Brand Eins, die Zeit und andere Verlage setzen daher auf neue Geschäftsfelder wie Veranstaltungen und Weiterbildungsformate. Bei der Zeit sind es laut Christian Röpke mehr als 150 Veranstaltungen pro Jahr, von Leser- bis zu B2B-Events. Brand eins treibt auch den Verkauf von community-basierten Inhalten zu wirtschaftlichen Themen wie Führung und Geld voran, einschließlich Newslettern und Heftpaketen. Ebenso das Corporate Media-Geschäft, bei dem der Verlag Magazine und Podcasts für Unternehmen produziert.
„Buschfunk für die Dorfkultur“
Und die Lokalpresse? Die Auflage von Platzhirsch „Hamburger Abendblatt“ ist laut Statista seit 2016 um ein Drittel auf zuletzt rund 116.000 Exemplare geschrumpft. Die E-Paper-Auflage hat sich demnach seitdem auf rund 30.600 Exemplare mehr als verdoppelt. Der Ex-Springer-Titel, der seit 10 Jahren zur Essener Funke Mediengruppe zählt, bleibt damit Hamburgs meistverkaufte Tageszeitung.
Das Boulevardblatt „Hamburger Morgenpost“, kurz Mopo, erscheint wegen „zu hoher Druck- und Vertriebskosten“ seit 2024 nur noch freitags auf Papier statt an sechs Tagen und ist dafür dicker und teurer. Da sich auf Mopo.de im Schnitt 450.000 NutzerInnen pro Tag tummeln, sollen die Online-Berichterstattung ausgebaut und die digitalen Werbeeinnahmen gesteigert werden, erklärte der Verleger Arist von Harpe unlängst in der Süddeutschen Zeitung. Ob die Rechnung aufgeht, wird die Zukunft zeigen.
Daneben sprechen Nischenanbieter wie die „Eimsbütteler Nachrichten“ ihr Zielgruppen mit hyperlokalen Inhalten an, die sonst keiner abdeckt. Die „Eimsbütteler“ wollen laut Website „keine PR-Plattform, kein Boulevard und kein Käseblatt“ sein, sondern „fundierte Nachrichten“ für einen Stadtteil bieten. Das Modell scheint aufzugehen. Der „Buschfunk für die Eimsbütteler Dorfkultur“ erscheint seit 2016 im Netz und mehrmals im Jahr in gedruckter Form.

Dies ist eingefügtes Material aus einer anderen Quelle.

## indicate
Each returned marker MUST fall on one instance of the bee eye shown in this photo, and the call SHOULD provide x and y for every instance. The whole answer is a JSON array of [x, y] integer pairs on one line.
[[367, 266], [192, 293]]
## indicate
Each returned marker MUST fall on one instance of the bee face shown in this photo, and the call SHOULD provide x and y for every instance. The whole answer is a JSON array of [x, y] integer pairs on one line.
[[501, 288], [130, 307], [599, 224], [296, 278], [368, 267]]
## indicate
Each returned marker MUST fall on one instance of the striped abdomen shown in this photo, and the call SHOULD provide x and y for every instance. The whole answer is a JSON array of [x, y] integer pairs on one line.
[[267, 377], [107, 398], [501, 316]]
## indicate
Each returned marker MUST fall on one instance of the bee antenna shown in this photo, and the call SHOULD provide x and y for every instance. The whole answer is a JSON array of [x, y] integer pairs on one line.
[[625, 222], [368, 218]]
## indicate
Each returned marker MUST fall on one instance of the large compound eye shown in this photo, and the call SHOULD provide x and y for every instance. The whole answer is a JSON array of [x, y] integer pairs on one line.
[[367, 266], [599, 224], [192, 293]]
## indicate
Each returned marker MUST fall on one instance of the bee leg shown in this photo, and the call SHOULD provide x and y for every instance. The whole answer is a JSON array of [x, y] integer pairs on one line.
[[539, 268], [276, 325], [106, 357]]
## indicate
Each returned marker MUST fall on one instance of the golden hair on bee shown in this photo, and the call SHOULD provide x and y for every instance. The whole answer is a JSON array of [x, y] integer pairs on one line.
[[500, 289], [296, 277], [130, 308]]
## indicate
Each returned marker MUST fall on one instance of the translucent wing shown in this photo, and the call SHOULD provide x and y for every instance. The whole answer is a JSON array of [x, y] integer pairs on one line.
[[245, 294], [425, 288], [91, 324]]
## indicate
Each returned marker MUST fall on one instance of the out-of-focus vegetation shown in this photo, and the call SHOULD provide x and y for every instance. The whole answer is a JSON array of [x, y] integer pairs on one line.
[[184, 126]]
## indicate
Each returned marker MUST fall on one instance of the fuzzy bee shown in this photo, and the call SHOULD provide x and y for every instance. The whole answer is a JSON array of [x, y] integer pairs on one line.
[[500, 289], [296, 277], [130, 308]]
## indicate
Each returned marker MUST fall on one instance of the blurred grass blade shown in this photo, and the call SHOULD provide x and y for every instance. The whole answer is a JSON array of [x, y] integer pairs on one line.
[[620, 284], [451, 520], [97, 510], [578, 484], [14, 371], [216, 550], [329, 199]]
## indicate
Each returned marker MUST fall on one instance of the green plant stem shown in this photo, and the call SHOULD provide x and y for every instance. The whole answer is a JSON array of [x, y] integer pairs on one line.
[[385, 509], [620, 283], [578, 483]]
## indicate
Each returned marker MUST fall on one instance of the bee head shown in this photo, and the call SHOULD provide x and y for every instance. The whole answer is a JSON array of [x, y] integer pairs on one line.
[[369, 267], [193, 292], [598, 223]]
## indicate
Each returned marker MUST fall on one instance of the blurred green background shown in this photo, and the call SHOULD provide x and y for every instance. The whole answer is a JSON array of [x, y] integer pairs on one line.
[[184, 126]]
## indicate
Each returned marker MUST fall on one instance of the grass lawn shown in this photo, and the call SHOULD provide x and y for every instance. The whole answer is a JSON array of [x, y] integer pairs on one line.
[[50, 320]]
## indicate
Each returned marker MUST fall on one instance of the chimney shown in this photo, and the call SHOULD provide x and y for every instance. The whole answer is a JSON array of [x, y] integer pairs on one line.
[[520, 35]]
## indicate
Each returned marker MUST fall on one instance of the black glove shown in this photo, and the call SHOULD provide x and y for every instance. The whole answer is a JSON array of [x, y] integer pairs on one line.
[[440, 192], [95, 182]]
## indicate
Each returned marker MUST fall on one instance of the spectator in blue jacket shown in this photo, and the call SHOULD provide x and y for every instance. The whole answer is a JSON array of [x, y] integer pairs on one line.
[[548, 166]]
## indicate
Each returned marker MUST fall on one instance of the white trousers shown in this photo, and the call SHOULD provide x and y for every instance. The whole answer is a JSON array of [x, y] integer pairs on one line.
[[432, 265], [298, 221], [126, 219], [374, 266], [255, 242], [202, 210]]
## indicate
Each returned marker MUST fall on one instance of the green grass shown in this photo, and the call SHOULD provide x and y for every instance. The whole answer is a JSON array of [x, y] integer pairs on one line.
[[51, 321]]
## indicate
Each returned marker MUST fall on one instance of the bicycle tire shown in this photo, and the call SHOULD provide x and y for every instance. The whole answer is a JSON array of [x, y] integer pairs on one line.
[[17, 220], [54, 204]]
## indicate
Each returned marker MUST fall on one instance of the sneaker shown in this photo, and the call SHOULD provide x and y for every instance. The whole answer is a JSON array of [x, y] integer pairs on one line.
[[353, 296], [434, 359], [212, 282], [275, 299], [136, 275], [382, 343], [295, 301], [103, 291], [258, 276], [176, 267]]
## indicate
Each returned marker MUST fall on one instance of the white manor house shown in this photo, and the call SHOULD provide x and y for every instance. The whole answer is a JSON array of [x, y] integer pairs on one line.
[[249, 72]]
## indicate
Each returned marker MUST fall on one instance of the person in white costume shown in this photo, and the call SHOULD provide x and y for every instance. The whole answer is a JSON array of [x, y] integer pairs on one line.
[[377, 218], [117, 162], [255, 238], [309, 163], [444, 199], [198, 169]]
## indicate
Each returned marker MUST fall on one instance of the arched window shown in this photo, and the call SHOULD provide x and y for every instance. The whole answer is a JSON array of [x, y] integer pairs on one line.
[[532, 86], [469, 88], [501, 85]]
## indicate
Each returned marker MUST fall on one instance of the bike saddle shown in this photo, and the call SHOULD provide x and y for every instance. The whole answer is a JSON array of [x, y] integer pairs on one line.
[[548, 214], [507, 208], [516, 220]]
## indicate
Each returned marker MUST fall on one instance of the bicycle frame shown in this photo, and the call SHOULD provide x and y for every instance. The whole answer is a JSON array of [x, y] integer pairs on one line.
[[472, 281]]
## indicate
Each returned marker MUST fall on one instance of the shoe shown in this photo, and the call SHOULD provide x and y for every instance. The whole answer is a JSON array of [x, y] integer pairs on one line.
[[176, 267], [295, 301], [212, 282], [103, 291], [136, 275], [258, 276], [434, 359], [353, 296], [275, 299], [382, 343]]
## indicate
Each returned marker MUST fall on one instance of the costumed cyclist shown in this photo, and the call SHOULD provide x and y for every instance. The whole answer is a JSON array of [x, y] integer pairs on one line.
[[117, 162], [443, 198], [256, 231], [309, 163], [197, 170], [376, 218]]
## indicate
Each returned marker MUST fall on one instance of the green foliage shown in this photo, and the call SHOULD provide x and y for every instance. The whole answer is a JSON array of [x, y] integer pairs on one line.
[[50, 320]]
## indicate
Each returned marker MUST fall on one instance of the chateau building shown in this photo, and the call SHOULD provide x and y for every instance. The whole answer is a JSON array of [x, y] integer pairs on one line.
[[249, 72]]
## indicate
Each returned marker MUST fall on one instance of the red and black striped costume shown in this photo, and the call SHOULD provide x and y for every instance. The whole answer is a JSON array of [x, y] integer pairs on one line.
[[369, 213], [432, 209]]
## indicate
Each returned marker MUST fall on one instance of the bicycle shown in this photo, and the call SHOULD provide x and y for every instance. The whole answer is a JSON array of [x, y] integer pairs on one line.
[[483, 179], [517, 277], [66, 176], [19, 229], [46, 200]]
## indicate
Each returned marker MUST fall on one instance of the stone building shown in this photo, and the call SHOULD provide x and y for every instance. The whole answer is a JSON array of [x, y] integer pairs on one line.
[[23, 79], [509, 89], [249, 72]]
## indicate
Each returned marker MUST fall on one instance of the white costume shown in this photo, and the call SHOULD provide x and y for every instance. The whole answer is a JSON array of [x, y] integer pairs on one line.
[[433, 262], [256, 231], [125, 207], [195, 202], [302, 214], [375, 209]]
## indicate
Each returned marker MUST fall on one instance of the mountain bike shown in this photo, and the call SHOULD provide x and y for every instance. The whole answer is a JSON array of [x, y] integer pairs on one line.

Vom Geo-Reporter zum KI-Trainer
Und wie geht’s den Freelancer*innen? Für ein Stimmungsbild besuchen wir ein Treffen von Freischreiber, einem Verband für freie Journalist*innen. Thema des Abends: „Schreiben mit KI.“ Es ist ein munteres Gespräch. Skepsis, Kritik und Aufbruchstimmung vermischen sich. Die eine Kollegin transkribiert Interviews noch Minute für Minute selbst, die andere ist froh, dass ihr die KI in Sekunden eine Textfassung des eigenen Podcasts ausspuckt und die Keywords für die SEO-Optimierung gleich mit.
Ein früherer Geo-Saison-Reporter füttert ChatGPT mit szenischen Text-Einstiegen, damit die KI irgendwann schreibt wie er und gibt im Monat bis zu 350 Euro für KI-Tools aus. Das rentiere sich nur, sagt er, da er für „gutes Geld“ Kommunikationsabteilungen von Firmen in der KI-Nutzung schule.